US experts Wednesday urged Washington to drop its cautious stance and boost backing for Syrian rebels, including possible arms and air support, to avoid further bloodshed and atrocities.
They also told US lawmakers that as the Syrian regime begins to move its stockpiles of chemical weapons, the US administration must spell out red lines to President Bashar al-Assad on what would spark military intervention.
"It would be comforting to think that Assad knows that using such weapons of mass destruction would be crossing a red line -- but unfortunately that would be too optimistic," Andrew Tabler, senior fellow at the Washington Institute for Near East Policy, told the Senate Foreign Relations committee.
So far, Washington has refused any talk of US military engagement in Syria and limited its backing for the Syrian opposition to non-lethal support such as communications equipment, with some $25 million set aside for such aid.

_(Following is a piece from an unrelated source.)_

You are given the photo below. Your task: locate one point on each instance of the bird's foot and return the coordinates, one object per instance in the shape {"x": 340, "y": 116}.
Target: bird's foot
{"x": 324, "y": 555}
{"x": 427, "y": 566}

It has also provided a further $64 million for humanitarian assistance, such as helping set up camps for the tens of thousands of refugees streaming across the borders of Syria into neighboring Jordan and Turkey.

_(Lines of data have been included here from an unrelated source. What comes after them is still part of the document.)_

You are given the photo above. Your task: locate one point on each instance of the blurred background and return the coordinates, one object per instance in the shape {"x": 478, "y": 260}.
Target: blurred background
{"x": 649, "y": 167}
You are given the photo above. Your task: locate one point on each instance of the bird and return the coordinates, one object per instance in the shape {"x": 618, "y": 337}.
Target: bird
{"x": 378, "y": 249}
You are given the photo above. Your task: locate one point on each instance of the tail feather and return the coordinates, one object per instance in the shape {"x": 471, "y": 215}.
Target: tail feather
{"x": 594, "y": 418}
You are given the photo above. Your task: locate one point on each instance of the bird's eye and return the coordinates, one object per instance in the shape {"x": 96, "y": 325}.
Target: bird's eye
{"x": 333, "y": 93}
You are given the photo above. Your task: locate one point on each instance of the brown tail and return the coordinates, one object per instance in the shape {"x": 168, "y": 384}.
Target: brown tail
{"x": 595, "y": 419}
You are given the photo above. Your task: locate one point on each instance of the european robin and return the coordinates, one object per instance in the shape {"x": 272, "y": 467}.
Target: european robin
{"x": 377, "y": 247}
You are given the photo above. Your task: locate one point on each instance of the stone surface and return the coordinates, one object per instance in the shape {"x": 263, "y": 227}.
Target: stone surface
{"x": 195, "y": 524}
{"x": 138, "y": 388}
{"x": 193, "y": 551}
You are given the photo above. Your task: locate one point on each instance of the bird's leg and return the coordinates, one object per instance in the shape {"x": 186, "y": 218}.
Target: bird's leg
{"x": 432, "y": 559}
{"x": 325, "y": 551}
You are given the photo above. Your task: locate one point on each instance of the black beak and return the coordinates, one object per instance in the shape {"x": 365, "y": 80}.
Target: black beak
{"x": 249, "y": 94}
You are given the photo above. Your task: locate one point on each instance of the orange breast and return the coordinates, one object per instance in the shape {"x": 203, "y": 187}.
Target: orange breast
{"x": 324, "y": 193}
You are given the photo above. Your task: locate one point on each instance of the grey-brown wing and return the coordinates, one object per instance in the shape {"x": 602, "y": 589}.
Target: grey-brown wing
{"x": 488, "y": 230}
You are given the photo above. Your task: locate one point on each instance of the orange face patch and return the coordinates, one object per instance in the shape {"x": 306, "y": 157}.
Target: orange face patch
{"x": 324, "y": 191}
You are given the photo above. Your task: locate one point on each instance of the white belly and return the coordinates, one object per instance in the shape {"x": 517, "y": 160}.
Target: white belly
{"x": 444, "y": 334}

Just three months before US presidential elections and as the nation withdraws troops in Afghanistan, there is little appetite for any US military action in Syria.
Instead, the administration of President Barack Obama has focused on working to bring together the fractured Syrian opposition in a bid to tip the scales in the 17-month conflict that has claimed an estimated 20,000 lives.
Committee chairman, Democratic Senator John Kerry, said it was "imperative to work to expedite President Assad's exit," adding it was perhaps time to shift emphasis and work more closely with organizations such as NATO.
"What is clear is that we cannot appear to be feckless, or impotent, or ineffective, in the face of this kind of use of force by anybody against their own people with the implications that it has for the region itself," Kerry said.
But he cautioned that the United States needed to remain "clear-eyed," saying the United States could not just "willy-nilly commit some forces to a conflict without... a clear objective, and certainly without sober evaluation of the implications."
"With respect to a red line, I can't go into the details here, but I tell you there's a red line, and people know what it is. The people who need to know, know what it is," Kerry said.
But US senators were warned that the longer the conflict in Syria drags on, the greater the danger of mass atrocities and that the lack of stronger US action could also pave the way for a drawn-out sectarian conflict.
"The consequences are very bad, and they are coming down the road... that's why I think it's important for us to step up active engagement, but to do it in a wise way," Martin Indyk, ex-US ambassador to Israel, said.
Indyk, now director of the foreign policy program at the Brookings Institution, warned however that "we need to know who we are arming," saying he was not sure the United States had a clear handle yet on all the different groups that make up the Syrian opposition and their objectives.
Director for international security at the RAND Corporation James Dobbins said one further step could be imposing a "no-fly" zone over some or all of Syria, which would require some kind of US participation.
"Doing so would present a tougher challenge than faced during the air campaigns over Bosnia, Kosovo, Afghanistan or Iraq, in none of which the United States lost a single pilot, but the task is hardly beyond the capacity of the United States," he told senators.
He also argued that if Syrian forces began systematically using fixed-wing aircraft against the opposition, that could be designated as another "red line" for greater US engagement.
But Dobbins, a former US ambassador to the European Union, cautioned there should be pre-conditions including that the Syrian opposition asked for help, and that the Arab League endorsed any such call.
Most NATO allies should also support the plan, but while a UN Security Council mandate would be "highly desirable, as demonstrated in Kosovo, (it is) not absolutely necessary," he said.